Il significato dell'aggettivo "canonico" in geometria

pier.paolo15
Salve a tutti, vi sottopongo una questione che mi accompagna fin dall'inizio dei miei studi universitari :P Spesso, in geometria ma anche altrove, compare l'aggettivo "canonico" per descrivere delle applicazioni. Per quanto ho capito, questo può avere due significati. Il primo è "naturale", "ovvio"; tale è ad esempio l'epimorfismo canonico tra una struttura algebrica e un suo quoziente, e su questo c'è poco da dire. Il secondo è "indipendente da scelte". In quest'accezione, l'aggettivo si trova specialmente quando si studiano strutture algebriche "libere" (io ho incontrato moduli liberi, semigruppi liberi e ovviamente spazi vettoriali, magari con strutture aggiuntive), o strutture geometriche basate su di esse (ad esempio gli spazi affini). E' noto che un'applicazione definita su una base si estende in modo unico a un omomorfismo definito su tutto l'ambiente; tuttavia, un'applicazione definita in questo modo non è "canonica", mentre lo è una che non si serve della scelta di una base. Accenno solo al fatto che l'aggettivo si trova anche in altri contesti: ad esempio, se $X$ è uno spazio topologico connesso per archi, $x, y \in X$, i gruppi fondamentali di $X$ con punti base $x$ e $y$ sono isomorfi, ma l'isomorfismo solitamente costruito non è "canonico", in quanto dipende dalla scelta di un cammino da $x$ a $y$.

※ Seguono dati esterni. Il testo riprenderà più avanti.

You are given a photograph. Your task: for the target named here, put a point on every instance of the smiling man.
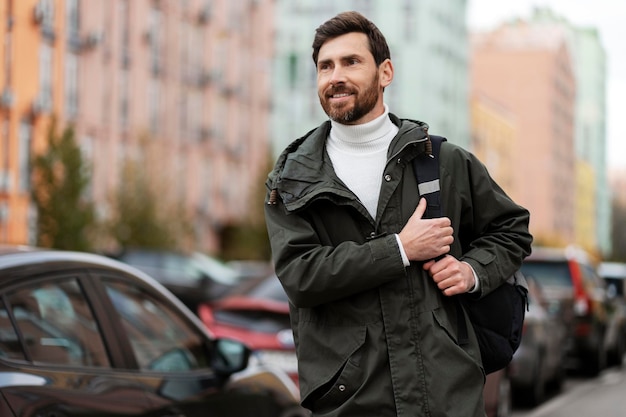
(373, 315)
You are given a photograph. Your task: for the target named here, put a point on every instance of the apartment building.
(529, 68)
(187, 82)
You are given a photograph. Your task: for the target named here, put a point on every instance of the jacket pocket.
(330, 367)
(450, 327)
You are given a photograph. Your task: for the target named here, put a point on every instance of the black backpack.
(498, 317)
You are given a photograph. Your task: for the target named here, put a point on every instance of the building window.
(24, 139)
(123, 93)
(71, 85)
(154, 97)
(154, 38)
(72, 18)
(124, 14)
(45, 72)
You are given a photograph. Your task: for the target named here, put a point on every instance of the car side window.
(56, 324)
(9, 341)
(161, 338)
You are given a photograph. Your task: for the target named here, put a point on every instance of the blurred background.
(153, 123)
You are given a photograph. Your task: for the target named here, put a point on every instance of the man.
(372, 312)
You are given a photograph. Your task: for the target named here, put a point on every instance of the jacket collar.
(304, 169)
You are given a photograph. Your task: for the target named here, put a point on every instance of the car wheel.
(596, 360)
(536, 392)
(616, 356)
(533, 393)
(504, 397)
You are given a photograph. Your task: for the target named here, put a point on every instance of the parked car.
(614, 274)
(82, 334)
(497, 394)
(256, 313)
(539, 362)
(577, 294)
(193, 277)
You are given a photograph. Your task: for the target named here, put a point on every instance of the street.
(603, 396)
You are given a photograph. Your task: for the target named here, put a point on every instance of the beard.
(348, 114)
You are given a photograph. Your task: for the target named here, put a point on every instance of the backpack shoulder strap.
(426, 168)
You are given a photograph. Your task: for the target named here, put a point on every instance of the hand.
(424, 239)
(451, 275)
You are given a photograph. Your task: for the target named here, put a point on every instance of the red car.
(257, 314)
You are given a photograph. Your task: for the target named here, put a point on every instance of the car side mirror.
(229, 356)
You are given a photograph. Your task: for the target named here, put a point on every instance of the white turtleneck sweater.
(359, 155)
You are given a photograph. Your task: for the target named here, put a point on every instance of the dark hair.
(348, 22)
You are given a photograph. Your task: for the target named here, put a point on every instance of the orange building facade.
(529, 69)
(187, 79)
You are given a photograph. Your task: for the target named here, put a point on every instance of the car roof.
(612, 270)
(16, 256)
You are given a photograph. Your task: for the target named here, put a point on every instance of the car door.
(175, 360)
(55, 359)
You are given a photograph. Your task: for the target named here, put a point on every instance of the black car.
(539, 362)
(578, 296)
(192, 277)
(82, 334)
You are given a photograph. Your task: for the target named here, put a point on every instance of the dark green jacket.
(374, 338)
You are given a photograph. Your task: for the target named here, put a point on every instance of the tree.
(144, 212)
(618, 228)
(249, 239)
(60, 181)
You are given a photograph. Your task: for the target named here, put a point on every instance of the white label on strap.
(428, 187)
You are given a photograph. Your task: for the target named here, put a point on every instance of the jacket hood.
(304, 164)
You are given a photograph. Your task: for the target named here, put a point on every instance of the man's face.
(349, 84)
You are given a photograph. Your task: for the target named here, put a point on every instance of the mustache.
(338, 90)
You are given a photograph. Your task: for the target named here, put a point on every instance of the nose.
(337, 76)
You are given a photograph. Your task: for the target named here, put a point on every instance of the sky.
(609, 18)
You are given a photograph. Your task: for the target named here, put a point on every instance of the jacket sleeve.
(313, 272)
(493, 235)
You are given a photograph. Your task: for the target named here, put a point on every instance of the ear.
(385, 73)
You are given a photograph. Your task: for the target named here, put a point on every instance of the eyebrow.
(343, 58)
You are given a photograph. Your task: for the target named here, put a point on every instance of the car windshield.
(214, 268)
(548, 274)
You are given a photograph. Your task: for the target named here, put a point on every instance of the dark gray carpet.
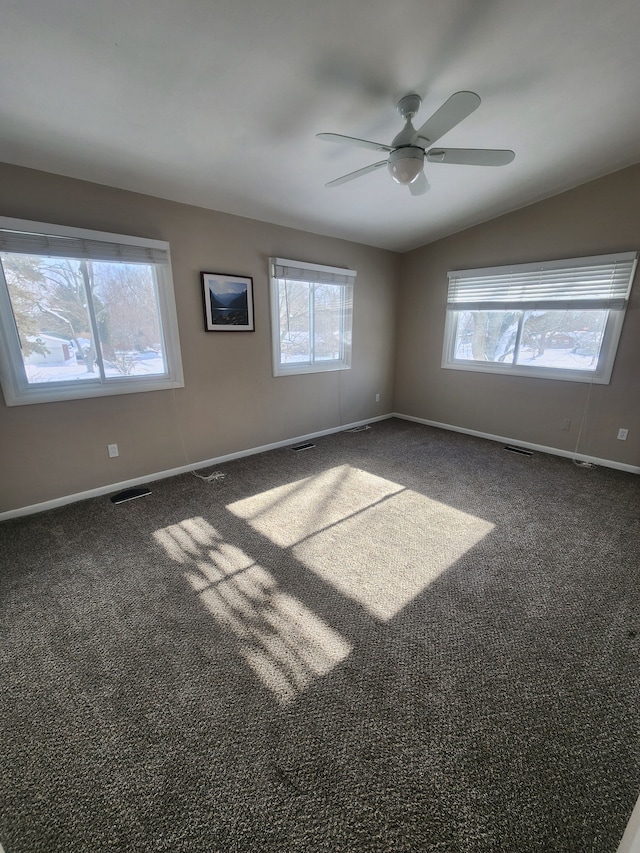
(401, 640)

Ora, i miei dubbi sono i seguenti:

1) Ho letto da qualche parte che è possibile formalizzare questa proprietà mediante la teoria delle categorie. Come si fa?

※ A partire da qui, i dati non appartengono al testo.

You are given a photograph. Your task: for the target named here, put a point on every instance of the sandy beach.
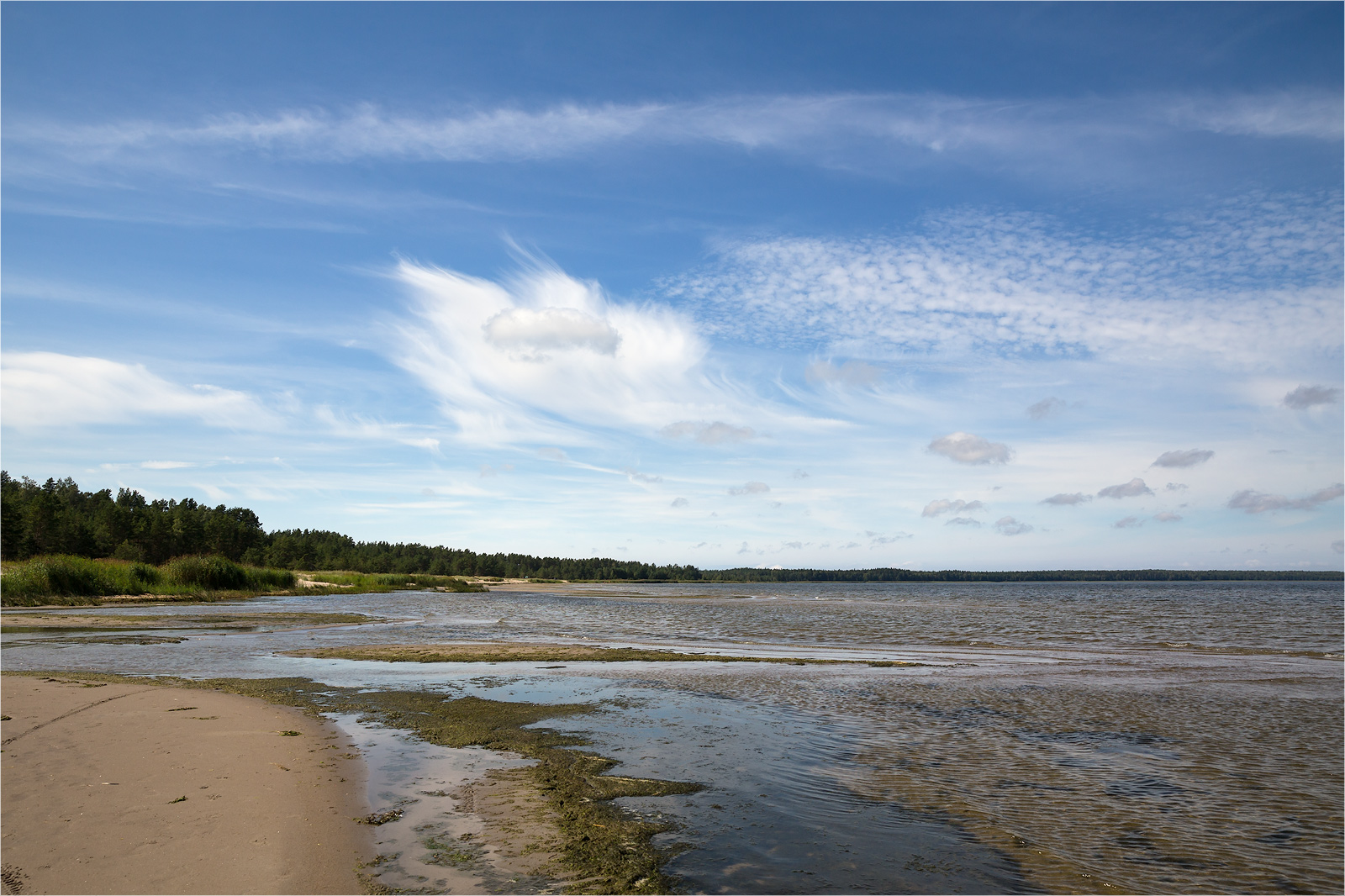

2) Questa domanda è direttamente collegata alla prima. Seguendo il discorso precedente, si può subito riconoscere un omomorfismo canonico e uno non canonico. Ma, quando l'omomorfismo (l'isomorfismo, di solito) esibito è non canonico, come si potrebbe provare che non ne esistono di canonici? E' chiaro che, fin quando non si formalizza una definizione, nessuna prova formale può essere data; tuttavia già dal primo anno gli studenti di matematica sentono frasi del tipo "lo spazio duale di uno spazio vettoriale $V$ di dimensione finita è isomorfo a $V$, ma non canonicamente", che restano, appunto, nozioni solo intuitive e dalla dubbia utilità.

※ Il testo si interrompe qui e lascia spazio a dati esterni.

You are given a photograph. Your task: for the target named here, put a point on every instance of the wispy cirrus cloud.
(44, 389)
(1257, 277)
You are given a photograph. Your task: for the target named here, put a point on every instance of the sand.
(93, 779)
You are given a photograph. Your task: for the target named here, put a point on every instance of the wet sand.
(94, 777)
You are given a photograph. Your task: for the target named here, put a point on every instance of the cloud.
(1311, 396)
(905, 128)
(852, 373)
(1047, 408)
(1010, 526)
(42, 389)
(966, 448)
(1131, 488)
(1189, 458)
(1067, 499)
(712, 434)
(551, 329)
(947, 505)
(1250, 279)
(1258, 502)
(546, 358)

3) Questa è più pratica. Cosa ci permette di fare un isomorfismo canonico, rispetto a uno non canonico? Ci sono delle costruzioni possibili solo in un caso? Ho letto che, in geometria differenziale, è possibile identificare canonicamente gli spazi tangenti a una varietà solo in alcuni casi, mentre è possibile sempre costruire degli isomorfismi scegliendo delle basi: cosa succede quando esistono isomorfismi canonici?

Spero di essere stato chiaro e sufficientemente preciso...grazie a tutti!

Risposte
killing_buddha
Canonico è sinonimo di "naturale" in teoria delle categorie; e naturale significa che esiste una trasformazione naturale tra due opportuni funtori.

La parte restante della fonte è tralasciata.